We're looking at years of trillion-dollar deficits. We're looking at new layers of rules and regulations to govern financial institutions that were often wrecked by the old layers of rules and regulations. We're looking at a future featuring high inflation rates and even bigger, more meddlesome, less escapable government.
We'll see soon enough how Obama handles our national emergency but, for now, everyone's guessing what he will say or propose in his historic inaugural address. The rhetoric and delivery are sure to be superior. But when it comes to tone and substance, let's hope Obama doesn't channel his idol, FDR.
On March 4, 1933, when FDR addressed a broken and dispirited country, he and his brain trust did not have a clue what they needed to do to restart America's frozen economic engine -- as they'd prove repeatedly over the next eight years. Claiming to have divined "the temper of our people," and claiming a mandate from the people for vigorous, albeit unspecified action, FDR sounded like a general who had just taken over a country of 130 million slaves:
"We must move as a trained and loyal army willing to sacrifice for the good of a common discipline, because without such discipline no progress can be made, no leadership becomes effective. We are, I know, ready and willing to submit our lives and property to such discipline, because it makes possible a leadership which aims at a larger good."
FDR also sounded an ominous warning in his inaugural that sounds creepy even today.
If the executive and legislative branches didn't work in harmony to fix "the national emergency," he said, "I shall ask the Congress for the one remaining instrument to meet the crisis -- broad Executive power to wage a war against the emergency, as great as the power that would be given to me if we were in fact invaded by a foreign foe."
Let's hope that when he tries to end our current crisis, Obama doesn't take FDR's road to serfdom, but the Ronald Reagan Freeway. Reagan, confronted with far less serious troubles than either FDR or Obama, nevertheless put the blame where it belonged in his 1981 inaugural -- on government.
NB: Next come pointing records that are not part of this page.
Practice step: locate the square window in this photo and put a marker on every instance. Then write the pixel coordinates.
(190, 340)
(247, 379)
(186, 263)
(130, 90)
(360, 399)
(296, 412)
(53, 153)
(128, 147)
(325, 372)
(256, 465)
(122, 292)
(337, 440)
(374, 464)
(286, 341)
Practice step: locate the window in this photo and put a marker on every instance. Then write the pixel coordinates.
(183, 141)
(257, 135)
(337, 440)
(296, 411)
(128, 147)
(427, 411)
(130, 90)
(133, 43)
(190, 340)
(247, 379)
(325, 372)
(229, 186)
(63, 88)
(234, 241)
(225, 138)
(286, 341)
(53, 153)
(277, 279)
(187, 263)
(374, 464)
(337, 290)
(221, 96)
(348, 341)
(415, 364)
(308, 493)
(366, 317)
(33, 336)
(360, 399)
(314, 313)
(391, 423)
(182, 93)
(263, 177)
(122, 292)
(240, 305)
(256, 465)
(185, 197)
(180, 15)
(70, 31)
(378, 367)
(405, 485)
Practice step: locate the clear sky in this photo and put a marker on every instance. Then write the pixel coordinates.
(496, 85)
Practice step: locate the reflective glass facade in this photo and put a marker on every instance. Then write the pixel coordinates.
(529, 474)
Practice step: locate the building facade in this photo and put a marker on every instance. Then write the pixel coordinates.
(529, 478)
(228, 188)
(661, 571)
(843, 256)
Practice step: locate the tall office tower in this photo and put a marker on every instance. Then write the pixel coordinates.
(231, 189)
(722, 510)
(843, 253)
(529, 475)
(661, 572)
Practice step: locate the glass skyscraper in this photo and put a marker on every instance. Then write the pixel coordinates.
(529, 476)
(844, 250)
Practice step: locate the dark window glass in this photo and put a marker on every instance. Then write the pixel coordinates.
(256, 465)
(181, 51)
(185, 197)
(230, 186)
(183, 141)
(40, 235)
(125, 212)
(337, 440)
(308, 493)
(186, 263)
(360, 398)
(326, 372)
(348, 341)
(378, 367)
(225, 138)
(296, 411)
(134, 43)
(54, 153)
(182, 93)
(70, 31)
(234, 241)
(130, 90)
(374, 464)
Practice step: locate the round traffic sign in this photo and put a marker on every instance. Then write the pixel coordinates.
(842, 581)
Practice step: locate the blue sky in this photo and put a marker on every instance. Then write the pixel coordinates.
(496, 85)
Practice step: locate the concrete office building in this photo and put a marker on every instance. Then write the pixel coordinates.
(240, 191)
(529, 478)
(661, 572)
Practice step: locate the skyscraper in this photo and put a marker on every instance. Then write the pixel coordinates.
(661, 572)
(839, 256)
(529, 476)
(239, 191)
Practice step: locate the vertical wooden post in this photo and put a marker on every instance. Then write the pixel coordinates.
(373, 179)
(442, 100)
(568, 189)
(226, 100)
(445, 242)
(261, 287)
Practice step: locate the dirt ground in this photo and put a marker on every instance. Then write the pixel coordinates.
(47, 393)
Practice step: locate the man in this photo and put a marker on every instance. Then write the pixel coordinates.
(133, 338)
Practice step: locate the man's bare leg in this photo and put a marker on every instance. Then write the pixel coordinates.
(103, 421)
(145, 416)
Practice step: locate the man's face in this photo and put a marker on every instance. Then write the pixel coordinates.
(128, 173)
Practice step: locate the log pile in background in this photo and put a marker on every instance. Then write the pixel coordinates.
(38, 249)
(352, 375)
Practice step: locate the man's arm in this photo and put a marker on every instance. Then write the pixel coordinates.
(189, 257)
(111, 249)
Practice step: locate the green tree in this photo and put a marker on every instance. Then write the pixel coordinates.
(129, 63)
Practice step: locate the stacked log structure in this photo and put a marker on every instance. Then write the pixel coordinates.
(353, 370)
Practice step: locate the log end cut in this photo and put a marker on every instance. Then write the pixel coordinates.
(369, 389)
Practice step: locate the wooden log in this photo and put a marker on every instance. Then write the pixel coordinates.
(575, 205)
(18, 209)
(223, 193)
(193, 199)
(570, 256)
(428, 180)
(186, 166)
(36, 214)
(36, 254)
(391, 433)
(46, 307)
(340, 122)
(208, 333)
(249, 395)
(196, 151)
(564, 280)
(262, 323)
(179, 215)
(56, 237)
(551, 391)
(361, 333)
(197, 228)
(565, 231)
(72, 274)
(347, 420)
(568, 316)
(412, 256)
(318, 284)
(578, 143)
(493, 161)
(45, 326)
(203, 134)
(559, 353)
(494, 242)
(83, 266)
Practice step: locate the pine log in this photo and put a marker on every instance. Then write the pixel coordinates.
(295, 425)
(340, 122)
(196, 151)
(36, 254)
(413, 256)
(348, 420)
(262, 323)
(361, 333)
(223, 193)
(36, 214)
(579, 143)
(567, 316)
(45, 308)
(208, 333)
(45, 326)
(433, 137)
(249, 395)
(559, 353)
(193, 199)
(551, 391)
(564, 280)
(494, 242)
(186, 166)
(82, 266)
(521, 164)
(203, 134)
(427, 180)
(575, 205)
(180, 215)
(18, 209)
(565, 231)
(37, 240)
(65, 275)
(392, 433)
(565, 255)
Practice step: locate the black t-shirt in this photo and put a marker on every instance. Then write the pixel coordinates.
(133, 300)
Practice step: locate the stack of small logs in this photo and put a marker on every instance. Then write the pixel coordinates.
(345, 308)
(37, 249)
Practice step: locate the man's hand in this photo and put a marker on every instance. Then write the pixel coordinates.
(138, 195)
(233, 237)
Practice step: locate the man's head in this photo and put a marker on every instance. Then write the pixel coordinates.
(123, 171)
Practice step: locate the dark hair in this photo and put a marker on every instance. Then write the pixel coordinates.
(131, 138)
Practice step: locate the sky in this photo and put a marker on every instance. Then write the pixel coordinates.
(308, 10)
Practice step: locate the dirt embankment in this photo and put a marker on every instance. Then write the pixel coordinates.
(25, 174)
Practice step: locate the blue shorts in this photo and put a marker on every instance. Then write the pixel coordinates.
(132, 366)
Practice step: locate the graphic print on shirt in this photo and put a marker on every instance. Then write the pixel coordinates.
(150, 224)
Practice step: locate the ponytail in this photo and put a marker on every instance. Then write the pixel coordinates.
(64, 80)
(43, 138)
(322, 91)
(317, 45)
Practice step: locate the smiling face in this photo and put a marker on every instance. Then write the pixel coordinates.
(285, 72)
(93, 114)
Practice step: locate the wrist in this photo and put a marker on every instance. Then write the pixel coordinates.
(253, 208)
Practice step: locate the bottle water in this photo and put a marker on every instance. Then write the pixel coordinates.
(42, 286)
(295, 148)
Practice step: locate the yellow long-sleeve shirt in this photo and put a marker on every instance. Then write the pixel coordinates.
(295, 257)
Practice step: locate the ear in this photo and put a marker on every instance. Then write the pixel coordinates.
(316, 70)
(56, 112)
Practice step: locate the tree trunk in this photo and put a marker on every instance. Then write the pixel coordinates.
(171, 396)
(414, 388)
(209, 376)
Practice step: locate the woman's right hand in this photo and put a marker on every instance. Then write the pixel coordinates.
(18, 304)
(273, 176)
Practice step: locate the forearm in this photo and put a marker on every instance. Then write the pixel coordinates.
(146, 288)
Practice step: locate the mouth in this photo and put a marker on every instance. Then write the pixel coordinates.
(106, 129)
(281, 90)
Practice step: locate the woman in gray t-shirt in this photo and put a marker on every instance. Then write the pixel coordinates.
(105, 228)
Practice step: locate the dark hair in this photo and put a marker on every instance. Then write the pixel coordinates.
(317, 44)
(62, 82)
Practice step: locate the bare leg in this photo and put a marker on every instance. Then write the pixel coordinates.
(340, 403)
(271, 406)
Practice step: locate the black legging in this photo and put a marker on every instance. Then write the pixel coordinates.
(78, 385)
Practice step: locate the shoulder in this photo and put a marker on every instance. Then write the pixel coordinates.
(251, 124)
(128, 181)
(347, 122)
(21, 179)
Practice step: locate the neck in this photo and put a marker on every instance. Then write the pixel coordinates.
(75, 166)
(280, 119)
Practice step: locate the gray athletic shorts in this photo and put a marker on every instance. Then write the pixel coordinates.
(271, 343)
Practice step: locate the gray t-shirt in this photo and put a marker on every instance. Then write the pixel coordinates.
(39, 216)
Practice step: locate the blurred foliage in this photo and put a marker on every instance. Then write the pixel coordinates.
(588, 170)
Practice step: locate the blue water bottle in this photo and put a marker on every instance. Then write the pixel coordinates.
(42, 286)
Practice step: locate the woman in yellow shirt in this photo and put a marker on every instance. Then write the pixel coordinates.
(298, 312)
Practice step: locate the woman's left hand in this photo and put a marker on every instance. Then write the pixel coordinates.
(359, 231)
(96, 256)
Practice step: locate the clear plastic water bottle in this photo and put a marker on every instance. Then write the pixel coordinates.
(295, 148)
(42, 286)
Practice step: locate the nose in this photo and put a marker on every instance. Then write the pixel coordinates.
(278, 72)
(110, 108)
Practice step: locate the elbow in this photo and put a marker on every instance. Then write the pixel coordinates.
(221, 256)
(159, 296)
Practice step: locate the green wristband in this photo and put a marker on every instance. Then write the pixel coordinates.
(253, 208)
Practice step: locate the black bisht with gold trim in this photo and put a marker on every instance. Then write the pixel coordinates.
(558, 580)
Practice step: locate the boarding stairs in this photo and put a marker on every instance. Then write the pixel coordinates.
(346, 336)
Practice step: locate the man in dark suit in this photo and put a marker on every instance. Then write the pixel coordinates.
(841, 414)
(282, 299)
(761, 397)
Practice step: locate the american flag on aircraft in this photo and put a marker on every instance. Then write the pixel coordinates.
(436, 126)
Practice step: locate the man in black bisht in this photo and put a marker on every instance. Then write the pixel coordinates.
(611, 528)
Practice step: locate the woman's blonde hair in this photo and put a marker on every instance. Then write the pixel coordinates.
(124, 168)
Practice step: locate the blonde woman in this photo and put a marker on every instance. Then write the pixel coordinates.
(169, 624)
"It is no coincidence that our present troubles parallel and are proportionate to the intervention and intrusion in our lives that result from unnecessary and excessive growth of government," said Reagan, who was always much more libertarian in rhetoric than in practice.
"In the days ahead," he promised, "I will propose removing the roadblocks that have slowed our economy and reduced productivity. Steps will be taken aimed at restoring the balance between the various levels of government. Progress may be slow -- measured in inches and feet, not miles -- but we will progress.
"It is time to reawaken this industrial giant, to get government back within its means, and to lighten our punitive tax burden. And these will be our first priorities, and on these principles, there will be no compromise."
On Jan. 20, Barack Hussein Obama has the country's permission to plagiarize at will from Ronald Wilson Reagan.